Et ils espèrent bien qu’avec la victoire du président qu’ils ont choisi, ils verront la présence des africains français dans les sphères politiques, économiques et culturelles de la patrie de Rabelais, de Montaigne, d’Alexandre Dumas, qui est aussi la leur.

Ces africains de France , dans leurs tenues d’apparat noir et de blanc, (ô parlante symbolique!) sont originaires de toutes les régions d’Afrique tels leurs représentants et interlocuteurs: Ben Moubamba, Beyala , Adjakbavo, Coovi Gomez ; Nji Fendjou.. Ces noms proviennent du Cameroun, Bénin, Togo…Gabon, Rwanda, Éthiopie, et affichent la réalité du panafricanisme, et son extension à la diaspora.

La devise du MAF c’est: « être africain français, c’est être d’une seule et même voix. » C’est ensemble, d’une seule et même voix qu’ils disent vouloir se reconnaître dans les valeurs de paix, de fraternité universelle; réaffirmer leurs attachements aux valeurs d’être français et puiser leurs racines dans l’Afrique ancestrale. Être français c’est être fier d’être descendu du berbère St Augustin. C’est connaître ses prédécesseurs, ces français d’origine africaine qui ont compté dans l’histoire de France : tel le guyannais Félix Éboué , ce téméraire qui a été en son temps le premier à répondre à l’appel du Général de Gaulle. Et Raphaël Elisé, le premier maire noir de France. Et le guadéloupéen Sosthène Héliodore Camille Mortenol, dit le commandant Mortenol…
Et Raoul Georges Nicolo, commissaire à l’Energie Atomique. Et tant d’autres. Etre africain français, c’est apprendre qu’il y a eu des noirs qui ont compté dans l’édifice de la République française. C’est aller plus loin dans l’histoire de la civilisation humaine et savoir avec une certaine fierté qu’Isis était une désse africaine et que son temple était situé à Parisi, devenue Lutèce, avant de reprendre le nom actuel Paris. C’est aussi savoir que Côte d’Ivoire avait pour nom Assinie.

Être africain français, c’est connaître l’histoire , le droit de son pays et détecter un « oubli » inoui d’un décret Royal du 5 Avril et du 9 Août 1777 interdisant aux Noirs, mulâtres et autres hommes de couleurs l’entrée sur le territoire français et les mariages raciaux ». C’est pointer du doigt, et proclamer l’abrogation de ce décret encore en vigueur sur le papier aujourd’hui.

Les Africains français appellent la France et l’Europe d’user du rôle qui est le leur et laisser avancer l’Afrique francophone. le Maf exige qu’il y ait de nouveaux dirigeants africains français , des relations d’estime et de respect et non plus des relations de maîtres d’hommes à primates à peine évolués.

Etre africain français c’est accepter son métissage culturel qui est un atout pour la France.
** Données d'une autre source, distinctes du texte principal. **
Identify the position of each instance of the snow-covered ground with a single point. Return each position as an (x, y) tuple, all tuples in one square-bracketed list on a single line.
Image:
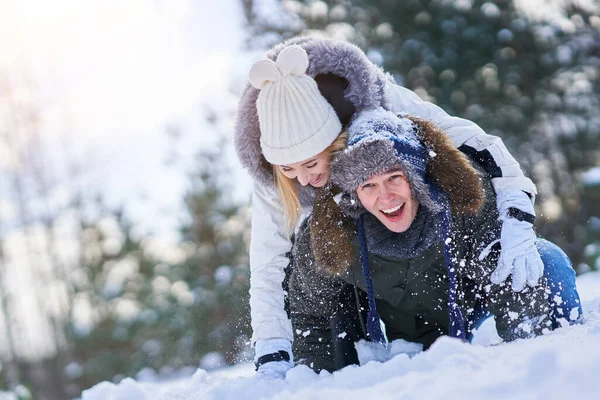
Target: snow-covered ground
[(561, 365)]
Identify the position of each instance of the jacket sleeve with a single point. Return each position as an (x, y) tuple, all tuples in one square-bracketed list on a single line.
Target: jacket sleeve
[(268, 260), (517, 314), (489, 151)]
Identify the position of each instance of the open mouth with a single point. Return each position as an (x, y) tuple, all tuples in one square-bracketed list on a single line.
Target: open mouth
[(394, 213), (316, 180)]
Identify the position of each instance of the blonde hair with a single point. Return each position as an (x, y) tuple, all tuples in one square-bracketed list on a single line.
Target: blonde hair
[(288, 189)]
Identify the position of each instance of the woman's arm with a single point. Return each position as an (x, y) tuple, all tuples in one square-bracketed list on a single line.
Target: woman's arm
[(268, 247), (487, 150), (516, 193)]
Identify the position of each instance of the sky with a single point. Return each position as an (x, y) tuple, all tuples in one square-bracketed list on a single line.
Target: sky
[(562, 364), (111, 77)]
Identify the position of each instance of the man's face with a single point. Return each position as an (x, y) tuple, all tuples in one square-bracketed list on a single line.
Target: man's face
[(389, 198)]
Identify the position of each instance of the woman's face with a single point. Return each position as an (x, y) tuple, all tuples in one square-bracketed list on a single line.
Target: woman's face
[(389, 198), (313, 171)]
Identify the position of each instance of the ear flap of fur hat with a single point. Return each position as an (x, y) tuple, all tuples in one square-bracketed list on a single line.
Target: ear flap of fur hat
[(450, 169), (330, 235)]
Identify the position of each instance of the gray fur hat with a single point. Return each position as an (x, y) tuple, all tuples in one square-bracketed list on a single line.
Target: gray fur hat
[(366, 90), (380, 141)]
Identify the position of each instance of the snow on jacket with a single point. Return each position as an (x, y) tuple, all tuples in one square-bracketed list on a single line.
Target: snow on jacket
[(369, 87)]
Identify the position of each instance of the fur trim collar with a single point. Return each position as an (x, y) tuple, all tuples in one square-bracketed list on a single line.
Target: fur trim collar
[(366, 90)]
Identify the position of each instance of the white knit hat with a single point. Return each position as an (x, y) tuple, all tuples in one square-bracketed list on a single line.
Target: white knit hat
[(296, 122)]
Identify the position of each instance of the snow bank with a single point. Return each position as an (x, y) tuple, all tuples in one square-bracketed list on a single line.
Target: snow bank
[(562, 364)]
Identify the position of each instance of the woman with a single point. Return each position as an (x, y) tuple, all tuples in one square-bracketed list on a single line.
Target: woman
[(427, 228), (350, 83)]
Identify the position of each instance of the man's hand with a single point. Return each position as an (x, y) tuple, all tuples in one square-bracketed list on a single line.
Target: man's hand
[(519, 256), (273, 358)]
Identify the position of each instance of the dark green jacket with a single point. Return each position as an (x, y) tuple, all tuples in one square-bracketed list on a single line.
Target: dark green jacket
[(412, 294)]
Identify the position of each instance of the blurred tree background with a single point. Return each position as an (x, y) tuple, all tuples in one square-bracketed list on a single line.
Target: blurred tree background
[(532, 80), (113, 303)]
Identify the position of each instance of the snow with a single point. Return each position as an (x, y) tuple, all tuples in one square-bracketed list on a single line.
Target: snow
[(561, 364), (591, 177)]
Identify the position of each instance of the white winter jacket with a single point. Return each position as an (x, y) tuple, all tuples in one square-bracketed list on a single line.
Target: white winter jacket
[(269, 243)]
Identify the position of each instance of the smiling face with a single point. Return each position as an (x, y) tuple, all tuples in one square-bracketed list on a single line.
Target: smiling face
[(389, 198), (314, 171)]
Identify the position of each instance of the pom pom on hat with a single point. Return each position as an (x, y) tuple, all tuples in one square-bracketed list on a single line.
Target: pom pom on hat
[(296, 122)]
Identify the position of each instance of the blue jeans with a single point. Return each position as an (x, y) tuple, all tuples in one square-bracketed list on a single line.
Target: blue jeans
[(565, 306)]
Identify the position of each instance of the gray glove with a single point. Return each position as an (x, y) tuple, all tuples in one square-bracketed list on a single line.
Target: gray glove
[(270, 358), (519, 255)]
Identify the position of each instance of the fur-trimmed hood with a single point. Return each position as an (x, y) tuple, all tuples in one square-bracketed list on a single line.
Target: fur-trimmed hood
[(366, 90), (446, 169), (374, 136)]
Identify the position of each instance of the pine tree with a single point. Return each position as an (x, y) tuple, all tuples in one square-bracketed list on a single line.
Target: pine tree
[(533, 83)]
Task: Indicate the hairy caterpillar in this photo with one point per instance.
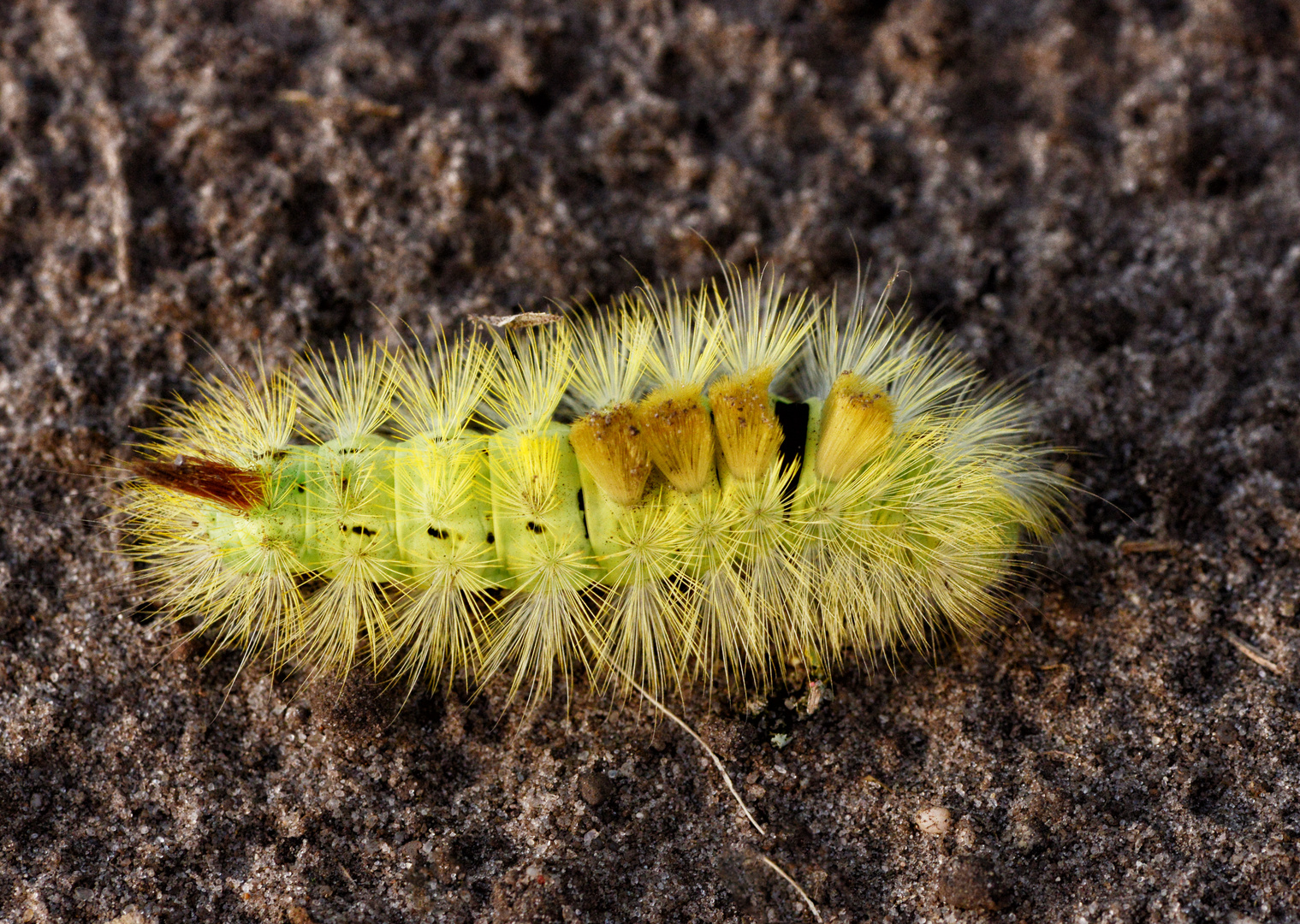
(745, 477)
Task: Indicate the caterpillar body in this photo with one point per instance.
(709, 485)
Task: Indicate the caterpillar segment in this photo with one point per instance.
(686, 488)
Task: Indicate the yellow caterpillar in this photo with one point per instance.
(745, 478)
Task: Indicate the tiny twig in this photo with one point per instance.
(689, 731)
(1139, 546)
(528, 318)
(1252, 653)
(794, 886)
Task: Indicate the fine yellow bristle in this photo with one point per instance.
(347, 397)
(440, 391)
(611, 446)
(679, 435)
(857, 424)
(748, 430)
(402, 538)
(533, 370)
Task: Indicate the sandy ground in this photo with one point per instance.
(1100, 199)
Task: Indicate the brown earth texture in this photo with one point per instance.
(1097, 199)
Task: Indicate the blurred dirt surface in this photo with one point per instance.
(1097, 199)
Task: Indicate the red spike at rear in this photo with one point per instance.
(205, 478)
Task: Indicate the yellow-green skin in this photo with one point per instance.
(328, 500)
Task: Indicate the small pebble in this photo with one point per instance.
(969, 886)
(1226, 733)
(594, 788)
(935, 820)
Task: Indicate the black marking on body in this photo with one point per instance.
(793, 418)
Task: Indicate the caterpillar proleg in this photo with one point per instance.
(689, 485)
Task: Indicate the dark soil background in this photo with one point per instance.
(1100, 199)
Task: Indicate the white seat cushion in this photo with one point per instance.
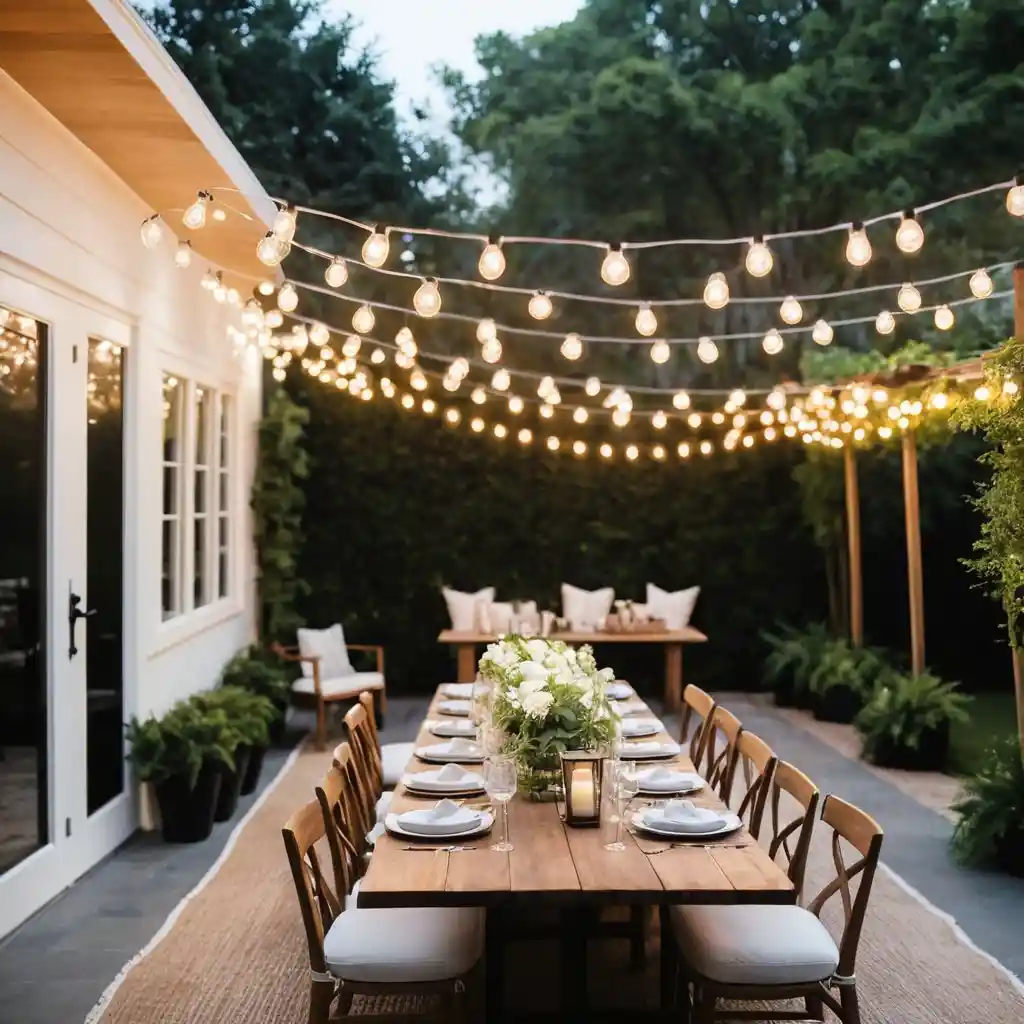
(394, 760)
(755, 945)
(351, 684)
(403, 945)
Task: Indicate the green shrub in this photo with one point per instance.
(991, 810)
(903, 710)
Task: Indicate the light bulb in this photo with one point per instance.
(772, 342)
(944, 317)
(492, 264)
(885, 323)
(195, 216)
(376, 248)
(791, 310)
(614, 268)
(981, 284)
(364, 320)
(822, 333)
(717, 291)
(427, 299)
(571, 347)
(288, 297)
(660, 351)
(858, 247)
(707, 350)
(337, 272)
(646, 322)
(1015, 200)
(909, 235)
(908, 298)
(759, 259)
(540, 305)
(152, 231)
(285, 223)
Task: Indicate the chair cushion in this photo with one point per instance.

La générosité , l’altruisme sont les socles de la République française. C’est aussi avoir un oeil sur l’Afrique et empêcher d’ exclure ce berceau de l’humanité. Il est difficile pour la France de se priver d’une force mentale et psychique comme l’Afrique.
Etre au MAf, c’est être ambitieux.

Il n’ y a pas de doute, l’Africus qui souffle sur l’Hexagone et au-delà est un vent favorable. C’est le mouvement naturel d’une masse qui sait d’où elle vient, où elle va ,et ce qu’elle veut.

J’ai eu le privilège d’assister à la manifestation d’un mouvement historique . J’ai eu cet heur là. Il était temps.

Note de l’auteure.
L’histoire se souviendra de ce 14ième jour du mois de…juillet? non, plutôt Avril. Oui, c’était le 14 Avril. J’y étais. Je m’étais laissée entraînée tout naturellement par un mouvement d’une masse humaine , d’un pas où détermination et élégance allaient de pair, habillés des symboliques noir et blanc, par cette journée fraîche et ensoleillée, qui se dirigeaient vers le Palais de Congrès où l’histoire les attendait.

Un participant m’a confié: « Nous avons tellement pris nos rêves pour des réalités que j’ai peur que cette réalité ne soit qu’un rêve.  »
J’ai attendu plus de deux semaines pour écrire cet article pour lui prouver que cette manifestation a bien eu lieu.